I was so surprised at seeing so many examples of the blank A1 leaf in our collection because I can't recall, at least with any specificity, seeing such a leaf before. It isn't hard to determine why; how many times (especially for those bibliographically inclined) have you seen a collation note that includes a variant on "A1 missing" or [A1]? I can't remember the number of times I've seen this--because, unsurprisingly, these initial blank leaves were easily and often lost. While Smith focuses on incunabula, her observations are still applicable to later books like the ones shown here:
It seems likely that at least some first leaves did become soiled and were cut away at the time of binding, in order to keep the first page of the book clean. However there are too many unknown factors, and too much time has passed, to be certain when or why leaves were removed. They  might have been removed because someone needed the paper for another purpose, or at rebinding, or because they bore marks of ownership that a later owner wanted to destroy. (56)
As you can see, the blank leaves in the first three examples survived (just barely, in the last one) because the slim pamphlets remained unbound; in the latter two examples, it survived because it was an integral part of the book, containing text on the verso which was necessary to understand what came after.

The sixth and final example from our collection shows that the blank A1 page could indeed move around. Here is the title-page:


You can just make out a mark of ownership at the bottom (it seems to be "C Humphreys 1745") -- and, yet again, the old perforated stamp from the State University of Iowa smack in the middle of the title at the top. Turn the page, and you find a dedication:


Opposite the verso of the final page of the dedication, you see something out of place:


At some point, the A1 leaf has been inserted here, after the dedication, and just before the dedicatory poems that follow. The ESTC record notes that "The first leaf is blank except for signature-mark 'A' within an ornamental frame," which matches this page nicely. (Do you even have to ask if EEBO includes the blank leaf at the beginning?) Why this page was inserted here, and by whom, is impossible to tell--presumably, as Smith suggests, at binding or re-binding. But if you look closely at the verso, you can be absolutely sure that this blank leaf does indeed belong with this book, and that for a time, the leaf served its intended function as protection for the title-page. Here's the verso:


I've played around with a bit of photo-editing software to alter the color, so that you can (hopefully) more easily see the faint reverse-image of the title-page -- you can just make out the row of printer's ornaments and the "VARIETIES" at the left side of the image above, which appears at the top of the title-page. This is what Jeff Knight calls a "ghost image," in what I have to say is one of my new favorite articles, "Invisible Ink", which has left me constantly squinting at blank pages to see if I can find a trace of something. That ever-so-slight darkening of the page comes from prolonged contact, and, as Knight and the curators at the Huntington Library state, probably comes from either the oil in the ink, or perhaps its acidity, at least relative to the paper that makes up the blank leaf. Knight uses this to determine which books were once bound together that have since been broken apart; here, we can see that for a time, the A1 page occupied its proper position, but that at a later time, it was removed, moved, and re-bound.

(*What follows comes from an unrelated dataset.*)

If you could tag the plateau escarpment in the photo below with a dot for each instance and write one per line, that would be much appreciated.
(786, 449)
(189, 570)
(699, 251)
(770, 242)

The blank A1 leaf is unique in the sense that it is far more likely to include such a ghost image than other pages--due to its inherent position and function--but is far less likely to actually survive. And even if, as in this case, it does survive, the information we can glean from it is limited, beyond the mere fact that a blank cover page once existed for a specific book. (Unfortunately, unlike several examples mentioned by Smith, none of the blank A1 leaves we have includes any owners' marks, or any other forms of writing).

If the A1 leaf served its intended purpose, then it probably disappeared, one way or another--any trace of its material existence was removed, except for a protected, pristine title-page, the most valuable and visible part of a book.

Which reminds me: I've got lesson plans and class prep to finish up.